Et où est-ce que Poilievre a parlé de cette théorie du complot, M. Djuric? En quoi est-ce pertinent ici, en dehors d’un objectif de salissage à peine caché?
Il poursuit pour citer Duane Bratt, professeur de sciences politiques à l’Université Mount Royal, en Alberta, qui « rappelle que les théories du complot existent depuis fort longtemps. Toutefois, elles sont rarement poussées de l’avant par quelqu’un qui aspire réellement à devenir premier ministre un jour. »
Vous parlez de ce que vous accusez faussement d’être des théories conspirationnistes, ou bien de celles que Poilievre ne tient carrément pas?
Des « experts » de pacotille
En ce qui a trait à l’autre chercheur mobilisé, Kawser Ahmed, professeur de sciences politiques à l’Université de Winnipeg et « expert sur les théories du complot », ça ne vole pas bien haut non plus.
Il affirme d’abord que « le nombre de théories du complot et leur adhésion par la population ont commencé à augmenter après l’élection présidentielle de 2016 aux États-Unis, aidées par les médias sociaux et les applications de messagerie cryptées. »
C’est drôle, j’ai un souvenir différent : c’est à ce moment que journalistes et bouffons académiques se sont mis à nier la mondialisation et les organisations supranationales qui la sous-tendent. C’était aussi le même genre de dynamique que lorsque Trump attaquait le « Deep State », une appellation simplement plus punchée que « l’État administratif », qui, tout comme la mondialisation, est étudié depuis des décennies dans les universités et reconnu à raison comme une force politique au sein des États.

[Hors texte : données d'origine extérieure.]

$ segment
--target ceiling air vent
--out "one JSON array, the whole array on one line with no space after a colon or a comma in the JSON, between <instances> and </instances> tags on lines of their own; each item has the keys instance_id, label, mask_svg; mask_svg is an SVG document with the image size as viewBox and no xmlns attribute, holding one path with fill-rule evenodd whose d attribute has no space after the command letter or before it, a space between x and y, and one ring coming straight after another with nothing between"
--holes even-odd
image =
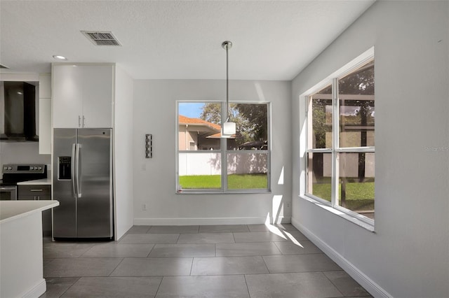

Encore une fois, l’attroupement d’idiots se moquent du doigt qui pointe la Lune.
Ahmed, professeur d’une science molle, poursuit ensuite en faisant valoir l’importance de la scientificité : «Il y a beaucoup d’idées qui se répandent maintenant dans le courant dominant et qui ne sont tout simplement pas étayées par la science, des preuves ou des faits, a-t-il dit. Mais cela n’a pas d’importance, et certains de ces politiciens ont été élus, comme l’actuelle première ministre de l’Alberta.»
Il explique ainsi que Danielle Smith est d’accord avec Poilievre au sujet du forum économique mondial. J’aimerais bien qu’il m’explique, quelle formule scientifique, quelle loi de la nature, quelle expérimentation empirique peut déterminer si oui ou non, nous devons adhérer au Forum Économique Mondial et à ses positions? Quelle science occulte pratique-t-il pour avoir l’audace d’affirmer que des politiciens n’auraient pas le droit d’émettre d’opinion sur la structuration actuelle de l’ordre mondial?
Cet homme est vraiment professeur de Science Politique? Et il ose nier la réalité la plus élémentaire du politique, à savoir qu’il s’agit de l’organisation du pouvoir, et que si un peuple décide de donner le pouvoir à un candidat qui veut se retirer des institutions internationales, c’est empiriquement possible, et c’est éthiquement défendable?
Comble de l’ironie, M. Ahmed conclut en affirmant que « cela affecte notre démocratie puisqu’on oppose désormais les groupes les uns aux autres, on crée des soupçons et on porte atteinte à la sécurité nationale en diffusant des fausses erronées. [sic] » Ouais… Dit le gars qui priorise les intérêts supranationaux – qui sortent, par définition, du cadre démocratique, qui se situe plutôt au niveau national – et qui accuse une moitié de la population canadienne d’être complotiste!
Avec des démocrates prétentieux et élitiste comme ça, l’autoritarisme peut aller se rhabiller…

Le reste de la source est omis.